Camille Miller: Unhappiness is often the seed of good art. Observing, analyzing and putting together the pieces of other people’s misfortune is one way to revive a jaded, 32-year-old screenwriter’s spiralling career. At least that’s what Rio Yazaki (Fumino Kimura) is counting on in the Netflix original rom-com series “The Many Faces of Ito.” Yazaki, a heartbroken and painfully blasé dramatist, enjoyed fame, success and love before plummeting into writer’s block. When four desperate women fall into her lap at a book launch event, everything changes — and not necessarily for the better.

Paul McInnes: I’ve been watching Mikey Chen on YouTube for about a year now.
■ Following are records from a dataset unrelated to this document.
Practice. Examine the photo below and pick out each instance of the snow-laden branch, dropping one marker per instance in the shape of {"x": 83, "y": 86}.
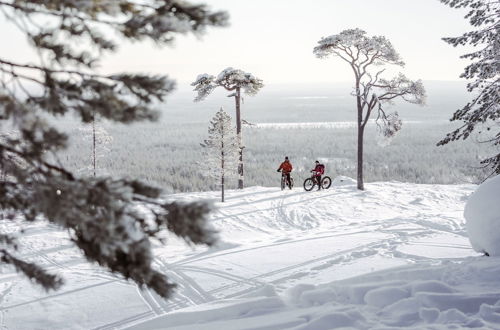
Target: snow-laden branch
{"x": 230, "y": 79}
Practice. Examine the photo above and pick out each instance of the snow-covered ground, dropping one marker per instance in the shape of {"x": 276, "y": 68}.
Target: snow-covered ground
{"x": 396, "y": 255}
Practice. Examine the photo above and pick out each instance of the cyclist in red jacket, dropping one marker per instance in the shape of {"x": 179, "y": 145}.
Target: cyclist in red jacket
{"x": 318, "y": 171}
{"x": 286, "y": 167}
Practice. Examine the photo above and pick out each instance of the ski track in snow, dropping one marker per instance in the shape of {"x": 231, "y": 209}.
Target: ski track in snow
{"x": 264, "y": 222}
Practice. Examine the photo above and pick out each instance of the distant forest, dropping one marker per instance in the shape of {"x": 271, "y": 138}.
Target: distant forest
{"x": 168, "y": 153}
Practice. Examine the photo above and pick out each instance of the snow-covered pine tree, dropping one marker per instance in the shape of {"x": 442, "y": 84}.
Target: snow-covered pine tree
{"x": 221, "y": 150}
{"x": 233, "y": 80}
{"x": 483, "y": 112}
{"x": 99, "y": 139}
{"x": 100, "y": 214}
{"x": 372, "y": 92}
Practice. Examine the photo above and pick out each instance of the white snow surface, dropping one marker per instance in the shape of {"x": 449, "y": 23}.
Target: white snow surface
{"x": 394, "y": 256}
{"x": 482, "y": 213}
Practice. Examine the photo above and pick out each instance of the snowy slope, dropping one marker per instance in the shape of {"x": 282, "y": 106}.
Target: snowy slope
{"x": 396, "y": 255}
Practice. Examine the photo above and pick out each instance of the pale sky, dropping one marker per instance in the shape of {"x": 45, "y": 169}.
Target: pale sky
{"x": 273, "y": 39}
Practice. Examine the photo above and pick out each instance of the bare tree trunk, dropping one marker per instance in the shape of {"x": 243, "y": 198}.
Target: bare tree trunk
{"x": 222, "y": 176}
{"x": 361, "y": 185}
{"x": 238, "y": 133}
{"x": 361, "y": 129}
{"x": 93, "y": 140}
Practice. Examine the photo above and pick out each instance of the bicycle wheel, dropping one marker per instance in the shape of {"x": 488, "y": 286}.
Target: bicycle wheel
{"x": 326, "y": 182}
{"x": 308, "y": 184}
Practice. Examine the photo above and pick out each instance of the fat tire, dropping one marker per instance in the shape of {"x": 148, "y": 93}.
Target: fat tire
{"x": 326, "y": 182}
{"x": 308, "y": 184}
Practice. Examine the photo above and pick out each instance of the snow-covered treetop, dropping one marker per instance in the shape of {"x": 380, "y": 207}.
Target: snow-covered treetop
{"x": 354, "y": 46}
{"x": 401, "y": 86}
{"x": 230, "y": 79}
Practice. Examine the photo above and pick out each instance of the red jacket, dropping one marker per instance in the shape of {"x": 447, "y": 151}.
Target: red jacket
{"x": 286, "y": 166}
{"x": 319, "y": 169}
He has a couple of channels but my go-to for weekend bingeing is called Strictly Dumpling. Chen, a charismatic and genial American, tours the world basically trying out the local food. The greatest videos feature his love of Japanese convenience stores where he buys shed loads of food and sits inside and eats the lot in one sitting. It’s addictive viewing and is what, for me, YouTube is basically all about.

Caroline Perrine: Chris Lilley’s Netflix mockumentary feels like a throwback to a time when political correctness wasn’t a big deal. The show follows six unconnected storylines of grotesquely imagined stereotypical characters, including a fashion designer with objectophilia and an ex-porn star who has become a hoarder. There are segments in this show which you can laugh at and even more you will cringe at, but throughout, you’re like to have a niggling feeling that it’s all just a little bit mean. This show is not for the empathetic among us, nor for those who believe that there can be more to comedy than picking on easy targets.